《MUMEI》
約束
「どういうことなの?」
夏希が美果に迫る。美果は普通に笑っている。
夜のビルの屋上には、三人以外はだれもいない。
「夏希チャン。初めてマンションで会ったときのこと覚えてる?」
「え?」
「あたしは初めから魔法使いとしか言ってないよ」
「そんな」
今さらながら、美果が二度も簡単に部屋に侵入したことを、夏希は思い出した。
夏希は現実を受け止めきれない。この世に魔女がいる。

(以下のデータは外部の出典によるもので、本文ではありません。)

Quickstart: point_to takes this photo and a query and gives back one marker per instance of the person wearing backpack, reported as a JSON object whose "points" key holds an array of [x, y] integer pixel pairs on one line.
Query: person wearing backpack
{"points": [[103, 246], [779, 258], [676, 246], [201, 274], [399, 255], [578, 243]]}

目の前にいる美果は、魔女。
確かに美果の母がしたことは、マジックというより魔法だった。
「智文さんは知ってたの?」
夏希の咎めるような目に、智文は真顔で答えた。
「ごめん」
「何であたしに黙ってたの?」
「別に、黙ってるつもりはなかったけど…」
そこへ美果の母がレインボーの光とともに現れた。
「わあ!」
夏希は思わず智文の後ろに隠れた。智文は真剣な表情で母に頭を下げた。
「美果さんのお母様ですか。助けていただいて、本当にありがとうございました」
夏希も一緒に頭を下げる。命の恩人だ。
「智文さん。夏希さん。美果と仲良くしてくれて、ありがとうね」
「いえいえいえ」夏希が首を左右に振る。
夏希は改めて美果に聞いた。
「美果チャン。人間じゃないの?」
「そうだよ」
「あっさり言わないでよ」
口を尖らせる夏希を見て、美果は明るく笑った。
「今までのあたしを見て、人間にしてはおかしいと思わなかった?」
「だから、全部マジックだと思って」
夏希は、普通とは言えない美果のセリフや行動を思い返しているうちに、大事なことを思い出した。
「あれ、さっきは何で魔法使わなかったの?」
「使えなかったのよ。使えてたらあのデブゴリラなんか、ぬいぐるみにして蹴っ飛ばしてるよ」
「美果」
「冗談よ」美果は怖い母のほうを向いた。
眩しそうな目をして見つめる夏希。美果は一歩前に出た。
「しばらくのお別れね」
「嘘?」夏希は美果の両腕を掴んだ。「行っちゃうの?」
「また遊びに来るよ。あたしは気まぐれだから」
「本当に? 永遠の別れじゃないよね?」
泣きそうな夏希を見て、美果は感動した。
「ありがとう。ワイン飲みに乱入するから、熱烈歓迎して」
「当たり前じゃん。いつでも乱入して。大歓迎するから。絶対よ。約束よ」
夏希は美果を抱きしめた。美果も幸せそうな表情で抱きしめる。
「美果チャン」
智文が声をかけると、夏希は美果を放した。美果は智文と握手する。
「司君。いろいろありがとう。楽しかった」
「過去形はやめなよ」夏希が言う。
「ハハハ。夏希チャンに譲るから」
智文も夏希も、それぞれ異なる理由で胸が熱くなった。
「いいの?」
「司君をよろしく…夏希チャンをよろしく」
美果の明るい笑顔。智文と夏希は真顔だ。笑えない。
「じゃ、またね」
「…また」
「待ってます」
お互いに手を振って別れた。美果と母は、消えずに、歩いて屋上の出入口から出ていった。